Hints: You need to add multiple layers one by one based on the ground layer.
# Setup
options(scipen=999) # turn off scientific notation like 1e+06
library(ggplot2)
qbs <- read.csv('nfl_qbs.csv', stringsAsFactors = FALSE)
(qbs_start <- qbs[(qbs$GS > 0 & qbs$Att >= 200), ])
mvp <- qbs_start[which(qbs_start$TD >= median(qbs_start$TD)), ]
##Geometric objects
Geometric objects are elements that we mark on the plot. It can be used in ggplot2 to create a line, bar or box chart. For example:
(geom_point) for scatter plots, (geom_line) for time series, trend lines plots, and (geom_boxplot) for boxplots, (geom_histogram) for histograms, (geom_bar) for bar plots.

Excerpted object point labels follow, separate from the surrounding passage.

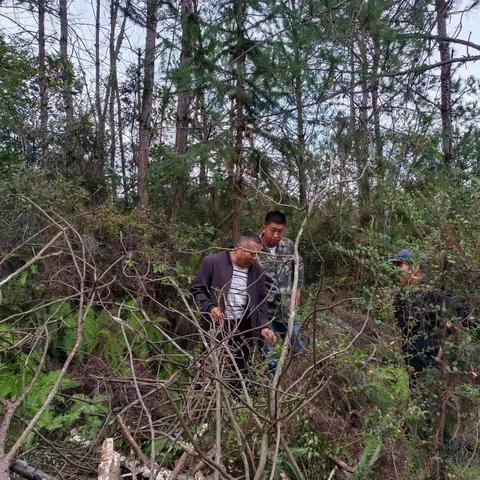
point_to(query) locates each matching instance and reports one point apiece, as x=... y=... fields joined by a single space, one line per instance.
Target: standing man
x=230 y=292
x=277 y=258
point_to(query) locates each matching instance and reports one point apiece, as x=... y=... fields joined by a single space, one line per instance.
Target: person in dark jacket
x=230 y=293
x=424 y=316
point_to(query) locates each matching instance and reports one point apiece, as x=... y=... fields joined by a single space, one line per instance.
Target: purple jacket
x=210 y=288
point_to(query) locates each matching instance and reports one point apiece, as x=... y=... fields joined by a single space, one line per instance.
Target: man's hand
x=217 y=315
x=268 y=335
x=298 y=295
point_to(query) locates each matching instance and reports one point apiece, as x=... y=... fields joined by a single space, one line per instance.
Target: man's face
x=273 y=233
x=247 y=253
x=410 y=274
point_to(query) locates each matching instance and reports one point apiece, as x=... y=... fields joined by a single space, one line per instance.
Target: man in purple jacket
x=230 y=291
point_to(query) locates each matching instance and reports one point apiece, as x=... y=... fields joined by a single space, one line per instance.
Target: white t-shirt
x=237 y=298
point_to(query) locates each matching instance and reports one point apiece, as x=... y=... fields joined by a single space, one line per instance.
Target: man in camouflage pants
x=277 y=258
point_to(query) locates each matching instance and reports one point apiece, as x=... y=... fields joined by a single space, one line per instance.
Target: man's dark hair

To generate the plot area we use aes, standing for aesthetics! Notice no data shows up becasue we have not told our ggplot how to we want this plotted.
# Init ggplot
ggplot(qbs, aes(x=TD, y=G)) # area and poptotal are columns in 'midwest'
##Bar charts
geom_bar() lets you plot bar charts. The theme function can do many things but for now we are using it to angle the text. This already looks like a lot to remember. When in doubt, google it! There are tons of examples on the internet.
ggplot(data = qbs) + geom_bar(mapping = aes(x = Tm)) + theme(axis.text.x = element_text(angle = 90))

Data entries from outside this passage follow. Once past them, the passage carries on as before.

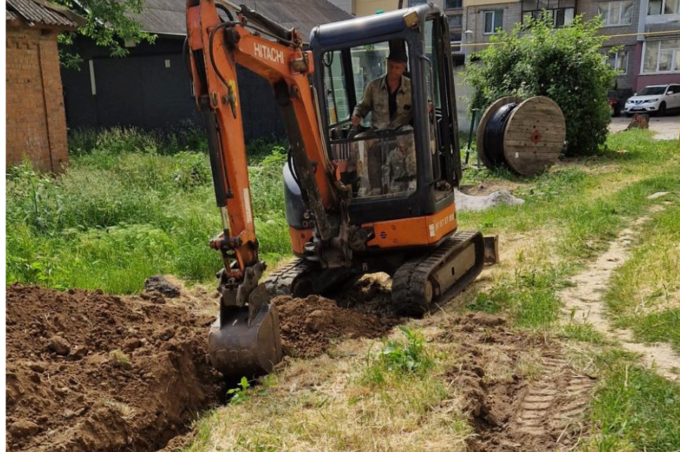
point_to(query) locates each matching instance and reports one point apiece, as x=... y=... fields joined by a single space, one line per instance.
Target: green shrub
x=566 y=65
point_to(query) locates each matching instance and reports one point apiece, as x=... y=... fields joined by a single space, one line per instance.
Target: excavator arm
x=245 y=341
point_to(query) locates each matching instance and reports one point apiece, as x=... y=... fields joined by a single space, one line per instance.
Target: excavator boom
x=245 y=341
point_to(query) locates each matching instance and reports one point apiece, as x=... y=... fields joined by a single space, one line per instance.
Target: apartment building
x=484 y=18
x=657 y=55
x=647 y=33
x=453 y=9
x=620 y=21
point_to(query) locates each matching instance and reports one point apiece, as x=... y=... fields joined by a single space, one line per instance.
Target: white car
x=654 y=99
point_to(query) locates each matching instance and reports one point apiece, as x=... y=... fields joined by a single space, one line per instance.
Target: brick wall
x=36 y=123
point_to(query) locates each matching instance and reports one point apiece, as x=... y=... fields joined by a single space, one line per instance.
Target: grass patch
x=130 y=205
x=645 y=293
x=635 y=410
x=529 y=296
x=399 y=358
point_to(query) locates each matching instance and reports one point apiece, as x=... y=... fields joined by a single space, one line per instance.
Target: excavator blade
x=245 y=341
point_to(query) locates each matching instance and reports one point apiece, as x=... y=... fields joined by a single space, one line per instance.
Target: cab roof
x=366 y=28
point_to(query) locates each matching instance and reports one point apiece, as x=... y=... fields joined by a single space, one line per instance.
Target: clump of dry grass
x=124 y=410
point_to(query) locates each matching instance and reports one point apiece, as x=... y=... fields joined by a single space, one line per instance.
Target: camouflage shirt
x=376 y=100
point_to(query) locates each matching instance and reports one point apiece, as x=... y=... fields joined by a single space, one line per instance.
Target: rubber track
x=281 y=281
x=409 y=282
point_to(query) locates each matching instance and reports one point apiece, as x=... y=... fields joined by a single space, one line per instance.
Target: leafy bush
x=565 y=65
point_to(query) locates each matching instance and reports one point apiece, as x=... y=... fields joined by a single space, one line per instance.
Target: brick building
x=36 y=126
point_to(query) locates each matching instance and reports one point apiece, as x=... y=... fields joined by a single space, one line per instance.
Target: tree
x=565 y=64
x=109 y=24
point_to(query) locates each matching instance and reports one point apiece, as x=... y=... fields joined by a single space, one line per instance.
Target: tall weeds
x=131 y=204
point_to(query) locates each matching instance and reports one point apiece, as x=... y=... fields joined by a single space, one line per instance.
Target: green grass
x=130 y=205
x=399 y=359
x=645 y=293
x=634 y=409
x=529 y=296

On the y-axis count is shown but it is not a variable in the dataset. Many graphs like barcharts, histograms and frequency polygons sort your data by count.
##Positional arguments
Want to make your graphs more colorful! You can color a bar chart using the fill aesthetic.
ggplot(data = qbs) + geom_bar(mapping = aes(x = Tm, fill = Lg)) + theme(axis.text.x = element_text(angle = 90))

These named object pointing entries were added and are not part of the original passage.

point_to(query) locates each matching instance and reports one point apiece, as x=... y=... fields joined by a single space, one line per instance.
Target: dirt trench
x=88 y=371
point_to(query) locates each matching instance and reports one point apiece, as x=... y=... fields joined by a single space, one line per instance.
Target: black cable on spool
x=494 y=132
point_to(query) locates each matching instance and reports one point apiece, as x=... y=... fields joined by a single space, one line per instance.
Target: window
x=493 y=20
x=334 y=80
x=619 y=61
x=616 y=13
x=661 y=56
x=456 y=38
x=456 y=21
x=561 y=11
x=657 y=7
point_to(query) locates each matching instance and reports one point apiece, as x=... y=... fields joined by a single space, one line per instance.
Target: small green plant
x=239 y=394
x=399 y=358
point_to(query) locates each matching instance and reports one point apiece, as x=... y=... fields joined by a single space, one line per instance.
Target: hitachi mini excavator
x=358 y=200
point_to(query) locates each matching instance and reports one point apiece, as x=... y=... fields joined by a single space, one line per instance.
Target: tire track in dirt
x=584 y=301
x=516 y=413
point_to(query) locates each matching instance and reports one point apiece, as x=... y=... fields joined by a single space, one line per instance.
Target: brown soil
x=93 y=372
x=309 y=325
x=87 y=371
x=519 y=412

You can do much more with colors and types of bars but for now we are going to stick to the simple stuff.
ggplot(midwest, aes(x = area)) +
geom_histogram()
## `stat_bin()` using `bins = 30`. Pick better value with `binwidth`.
ggplot(qbs, aes(x = G)) +
geom_histogram(aes(y = ..density..), colour = "black", fill = "dodgerblue") +
geom_density()
## `stat_bin()` using `bins = 30`. Pick better value with `binwidth`.
##Scatter plot
To generate a scatter plot we add geom_point()
ggplot(qbs, aes(x=G, y=TD)) + geom_point()
If we wanted to add a linear regression line to our graph we use geom_smooth with the method being lm. Notice the grey area around the line, that is our confidence interval.
ggplot(qbs, aes(x=G, y=TD)) + geom_point() + geom_smooth(method="lm")
## `geom_smooth()` using formula 'y ~ x'
We can change the confidence interval by adding confidence level arguement to the geom_smooth.
ggplot(qbs, aes(x=G, y=TD)) + geom_point() + geom_smooth(method="lm", level = .75)
## `geom_smooth()` using formula 'y ~ x'
ggplot(qbs, aes(x=G, y=TD)) + geom_point() + geom_smooth(method="lm", level = .75, se = FALSE)
## `geom_smooth()` using formula 'y ~ x'
You can assign a plot to a variable and add to the plot or you can write the whole function.We show this along with creating limits for our graph canvas. Notice that changing the limits will remove values!
g <- ggplot(qbs, aes(x=G, y=TD)) + geom_point() + geom_smooth(method="lm")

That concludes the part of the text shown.